It all happened so fast. The only thing I really remember is you walking out of my house in tears, and me just... standing there. I didn’t say anything. I couldn’t. But inside, I was falling apart. I knew I’d just messed up something really good.
You were only twenty-seven, and I was almost forty-four. At first, I wasn’t sure if this thing between us would work. Not because I didn’t want it to, but because I wasn’t used to something feeling that real. Then I started to realize just how much lighter life felt with you in it. You brought this quiet kind of happiness with you. Just being around you made my day better.
We made it eight months. It was good. Then we had that fight—nothing wild, just a “you see it this way, I see it that way” kind of thing—but it rattled me. All of a sudden, I was second-guessing everything. I told myself you deserved more. Someone closer to your age, someone who wouldn’t drag your name into the spotlight. Someone who wasn’t... me.
I’ve always kept to myself. I like my privacy. The idea of people talking about us, twisting the story... I let that fear get in the way.
So, I ended it.
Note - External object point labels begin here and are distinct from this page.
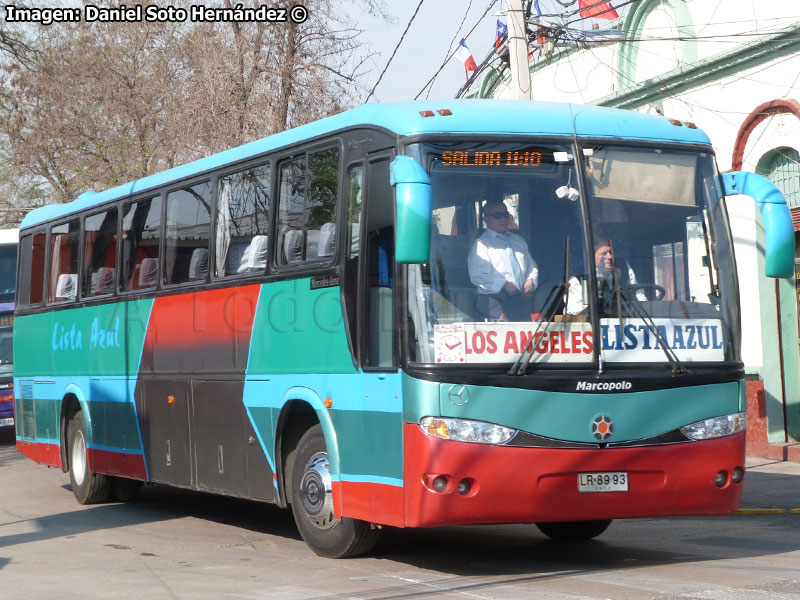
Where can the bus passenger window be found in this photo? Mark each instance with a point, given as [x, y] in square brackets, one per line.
[307, 207]
[242, 243]
[64, 246]
[187, 228]
[99, 253]
[31, 271]
[380, 325]
[141, 231]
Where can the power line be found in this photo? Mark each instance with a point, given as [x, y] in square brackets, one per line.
[449, 49]
[450, 55]
[411, 20]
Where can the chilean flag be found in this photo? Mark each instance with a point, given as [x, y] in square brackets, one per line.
[597, 9]
[464, 55]
[501, 32]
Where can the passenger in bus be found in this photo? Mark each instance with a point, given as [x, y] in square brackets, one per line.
[502, 268]
[611, 270]
[608, 267]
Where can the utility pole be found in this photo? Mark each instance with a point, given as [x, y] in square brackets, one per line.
[518, 50]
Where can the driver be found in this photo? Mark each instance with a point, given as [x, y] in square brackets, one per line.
[502, 268]
[607, 268]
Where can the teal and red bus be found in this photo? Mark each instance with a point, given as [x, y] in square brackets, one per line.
[295, 321]
[8, 277]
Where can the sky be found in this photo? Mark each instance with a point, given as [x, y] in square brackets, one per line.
[435, 31]
[426, 46]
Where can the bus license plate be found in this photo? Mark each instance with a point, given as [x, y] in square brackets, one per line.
[616, 481]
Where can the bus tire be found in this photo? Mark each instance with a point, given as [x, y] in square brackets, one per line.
[312, 504]
[573, 531]
[88, 487]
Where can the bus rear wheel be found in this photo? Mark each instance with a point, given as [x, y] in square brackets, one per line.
[312, 504]
[88, 487]
[573, 531]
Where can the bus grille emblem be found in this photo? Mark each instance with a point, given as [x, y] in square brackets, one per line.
[602, 428]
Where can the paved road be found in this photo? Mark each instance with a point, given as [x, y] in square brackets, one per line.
[175, 544]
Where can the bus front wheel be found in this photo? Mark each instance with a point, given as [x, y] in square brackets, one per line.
[312, 504]
[573, 531]
[88, 488]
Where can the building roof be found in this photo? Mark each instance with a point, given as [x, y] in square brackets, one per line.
[404, 119]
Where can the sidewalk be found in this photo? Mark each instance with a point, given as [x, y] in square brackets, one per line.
[758, 443]
[771, 487]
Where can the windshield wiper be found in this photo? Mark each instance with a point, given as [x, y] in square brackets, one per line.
[637, 309]
[520, 366]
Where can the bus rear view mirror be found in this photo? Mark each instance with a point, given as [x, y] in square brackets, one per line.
[414, 201]
[778, 229]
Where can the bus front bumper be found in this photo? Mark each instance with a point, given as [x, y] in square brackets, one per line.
[507, 484]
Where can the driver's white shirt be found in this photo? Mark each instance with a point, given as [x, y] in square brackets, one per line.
[490, 266]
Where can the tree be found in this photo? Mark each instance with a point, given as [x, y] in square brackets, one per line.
[95, 105]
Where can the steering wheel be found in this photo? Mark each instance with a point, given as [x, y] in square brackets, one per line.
[653, 291]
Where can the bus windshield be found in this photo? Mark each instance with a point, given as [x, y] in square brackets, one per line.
[519, 260]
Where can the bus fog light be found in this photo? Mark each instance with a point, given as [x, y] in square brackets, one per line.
[466, 430]
[439, 484]
[721, 479]
[716, 427]
[738, 475]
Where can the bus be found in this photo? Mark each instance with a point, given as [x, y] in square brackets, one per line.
[8, 278]
[294, 321]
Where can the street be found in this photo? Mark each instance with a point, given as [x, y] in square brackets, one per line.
[177, 544]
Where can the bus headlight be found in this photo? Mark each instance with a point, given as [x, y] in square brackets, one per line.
[716, 427]
[464, 430]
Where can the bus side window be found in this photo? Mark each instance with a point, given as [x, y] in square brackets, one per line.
[188, 230]
[141, 232]
[379, 326]
[242, 242]
[307, 207]
[31, 272]
[99, 253]
[64, 247]
[355, 193]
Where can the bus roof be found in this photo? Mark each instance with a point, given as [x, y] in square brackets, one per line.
[404, 119]
[9, 236]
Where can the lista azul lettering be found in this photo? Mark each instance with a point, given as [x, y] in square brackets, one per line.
[66, 337]
[683, 337]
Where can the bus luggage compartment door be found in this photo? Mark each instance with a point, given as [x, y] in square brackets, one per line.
[165, 429]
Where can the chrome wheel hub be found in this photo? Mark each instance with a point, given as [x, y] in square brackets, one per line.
[315, 492]
[78, 458]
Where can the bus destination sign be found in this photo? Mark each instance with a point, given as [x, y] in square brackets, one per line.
[491, 158]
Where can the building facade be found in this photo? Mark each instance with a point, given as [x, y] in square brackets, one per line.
[733, 68]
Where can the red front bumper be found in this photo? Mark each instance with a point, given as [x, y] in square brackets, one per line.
[519, 485]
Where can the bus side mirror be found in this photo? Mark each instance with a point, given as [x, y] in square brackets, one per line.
[414, 201]
[778, 229]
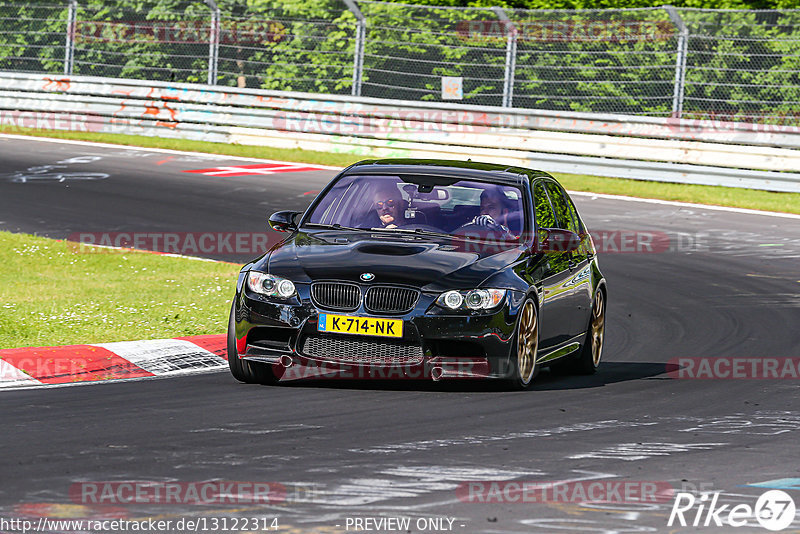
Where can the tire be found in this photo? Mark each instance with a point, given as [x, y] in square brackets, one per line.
[244, 371]
[588, 360]
[525, 348]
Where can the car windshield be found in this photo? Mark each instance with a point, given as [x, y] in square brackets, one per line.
[419, 203]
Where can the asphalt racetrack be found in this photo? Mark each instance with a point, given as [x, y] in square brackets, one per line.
[720, 284]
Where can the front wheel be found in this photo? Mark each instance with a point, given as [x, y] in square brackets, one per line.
[526, 347]
[242, 370]
[588, 360]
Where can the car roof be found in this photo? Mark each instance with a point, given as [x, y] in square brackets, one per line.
[490, 172]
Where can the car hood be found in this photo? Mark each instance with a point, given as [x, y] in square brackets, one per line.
[429, 263]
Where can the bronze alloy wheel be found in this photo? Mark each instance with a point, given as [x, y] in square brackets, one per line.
[598, 327]
[527, 343]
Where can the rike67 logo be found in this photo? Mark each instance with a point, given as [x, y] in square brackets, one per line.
[774, 510]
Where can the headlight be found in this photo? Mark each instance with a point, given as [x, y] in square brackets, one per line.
[476, 299]
[270, 285]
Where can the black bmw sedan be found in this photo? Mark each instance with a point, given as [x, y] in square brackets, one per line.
[423, 269]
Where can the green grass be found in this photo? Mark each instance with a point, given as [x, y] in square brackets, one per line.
[51, 294]
[701, 194]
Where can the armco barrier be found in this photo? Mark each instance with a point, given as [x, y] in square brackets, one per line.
[647, 148]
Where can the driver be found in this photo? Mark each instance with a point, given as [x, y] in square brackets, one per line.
[390, 206]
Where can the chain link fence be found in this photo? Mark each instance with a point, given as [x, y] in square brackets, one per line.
[680, 62]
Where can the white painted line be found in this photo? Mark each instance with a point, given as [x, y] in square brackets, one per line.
[687, 205]
[11, 377]
[329, 167]
[162, 150]
[166, 356]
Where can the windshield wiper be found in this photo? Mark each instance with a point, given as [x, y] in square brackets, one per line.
[335, 226]
[417, 231]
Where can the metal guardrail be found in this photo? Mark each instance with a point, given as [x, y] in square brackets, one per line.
[645, 148]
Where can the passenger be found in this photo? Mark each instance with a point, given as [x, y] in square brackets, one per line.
[494, 211]
[390, 206]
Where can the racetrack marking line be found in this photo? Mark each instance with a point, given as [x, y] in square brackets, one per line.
[729, 209]
[166, 356]
[161, 150]
[253, 170]
[334, 168]
[10, 377]
[103, 362]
And you left in tears.
And I broke.
You told me I was enough. That I was the better. But I didn’t believe it—not then. My heart wanted to believe you, but my head wouldn’t let it.
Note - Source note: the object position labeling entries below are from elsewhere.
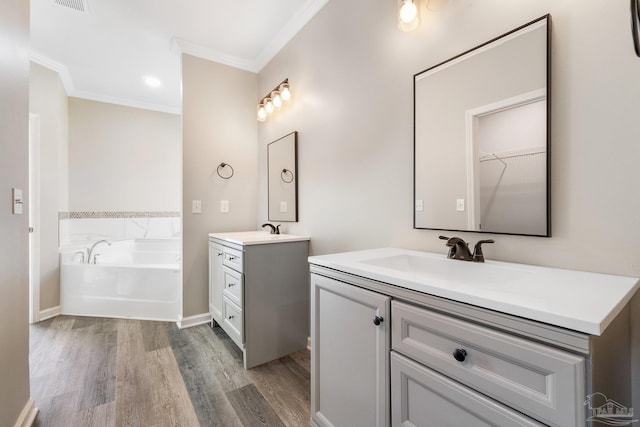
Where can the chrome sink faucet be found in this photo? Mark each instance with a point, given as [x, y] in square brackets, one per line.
[275, 229]
[459, 249]
[90, 251]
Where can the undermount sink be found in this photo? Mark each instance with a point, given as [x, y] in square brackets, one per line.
[449, 270]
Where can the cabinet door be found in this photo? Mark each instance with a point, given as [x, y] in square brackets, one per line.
[422, 397]
[216, 281]
[349, 355]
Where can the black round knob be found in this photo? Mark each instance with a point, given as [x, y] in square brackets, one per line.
[460, 354]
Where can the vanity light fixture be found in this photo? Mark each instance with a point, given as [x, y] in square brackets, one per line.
[273, 100]
[408, 15]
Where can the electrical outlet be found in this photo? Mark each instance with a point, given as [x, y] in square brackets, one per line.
[17, 201]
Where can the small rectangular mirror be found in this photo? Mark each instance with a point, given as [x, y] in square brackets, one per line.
[481, 137]
[282, 171]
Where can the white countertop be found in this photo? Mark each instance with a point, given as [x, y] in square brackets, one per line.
[581, 301]
[256, 237]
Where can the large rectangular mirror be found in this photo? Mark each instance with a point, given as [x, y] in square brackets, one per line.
[282, 171]
[481, 137]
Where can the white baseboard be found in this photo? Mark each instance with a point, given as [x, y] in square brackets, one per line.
[198, 319]
[28, 414]
[48, 313]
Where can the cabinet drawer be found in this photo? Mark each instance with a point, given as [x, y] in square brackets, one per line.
[233, 285]
[422, 397]
[232, 322]
[540, 381]
[232, 258]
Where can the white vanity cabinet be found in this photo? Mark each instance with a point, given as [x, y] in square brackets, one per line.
[349, 364]
[441, 361]
[259, 292]
[216, 281]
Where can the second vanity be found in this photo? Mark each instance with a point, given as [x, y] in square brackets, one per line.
[401, 337]
[258, 292]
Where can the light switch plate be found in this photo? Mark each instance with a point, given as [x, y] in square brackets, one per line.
[196, 206]
[17, 201]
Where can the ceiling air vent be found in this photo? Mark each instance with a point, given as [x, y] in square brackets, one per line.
[79, 5]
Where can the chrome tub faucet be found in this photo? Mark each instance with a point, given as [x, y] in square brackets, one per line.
[90, 251]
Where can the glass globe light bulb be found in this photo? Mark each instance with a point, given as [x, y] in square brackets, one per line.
[408, 11]
[276, 99]
[284, 92]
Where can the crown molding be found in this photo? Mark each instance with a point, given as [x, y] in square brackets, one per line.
[179, 45]
[59, 68]
[288, 32]
[71, 91]
[284, 36]
[127, 102]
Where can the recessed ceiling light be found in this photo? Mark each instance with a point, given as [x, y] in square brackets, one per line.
[152, 81]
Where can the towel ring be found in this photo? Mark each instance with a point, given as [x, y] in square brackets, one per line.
[222, 166]
[284, 175]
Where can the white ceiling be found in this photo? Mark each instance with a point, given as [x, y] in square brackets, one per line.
[105, 52]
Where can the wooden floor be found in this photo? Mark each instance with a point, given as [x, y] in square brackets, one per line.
[115, 372]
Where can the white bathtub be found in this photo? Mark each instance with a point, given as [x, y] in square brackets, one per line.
[138, 279]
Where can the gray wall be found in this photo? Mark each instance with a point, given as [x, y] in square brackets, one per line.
[219, 125]
[351, 75]
[123, 158]
[14, 278]
[48, 99]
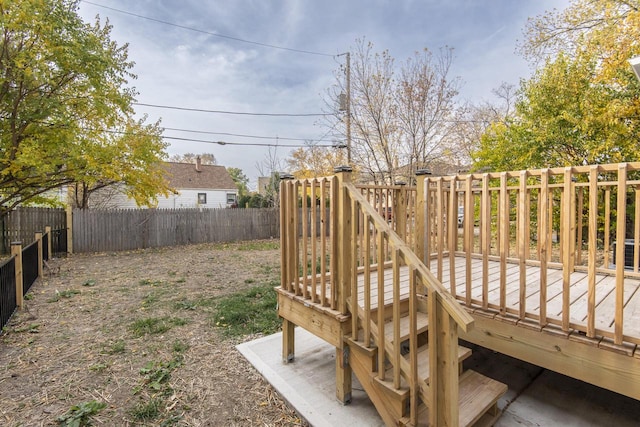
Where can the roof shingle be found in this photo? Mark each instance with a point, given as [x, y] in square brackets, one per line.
[186, 175]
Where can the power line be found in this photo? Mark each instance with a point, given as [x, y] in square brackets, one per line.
[169, 107]
[249, 144]
[243, 135]
[184, 27]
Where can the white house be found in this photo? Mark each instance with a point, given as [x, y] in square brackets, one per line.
[196, 186]
[199, 186]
Now I’m in Japan for the Star Wars Celebration. Rachel and my daughter are staying in the room just down the hall. I should feel grateful. I am grateful. The fans—man, they’ve been incredible. But tonight, I couldn’t stop thinking about that extra ticket. The one that could’ve been yours. That one empty spot down in the crowd with my daughter.
And it hit me—I don’t want to be scared anymore. I don’t want to keep pushing people away because of what might go wrong. So, I picked up my phone. I dialed your number. Hoping you’d still pick up. Then the ringing stopped. I stopped breathing.
“…Sweetheart?” My voice cracked. My hands were shaking. And for the first time in a long time… I let myself hope.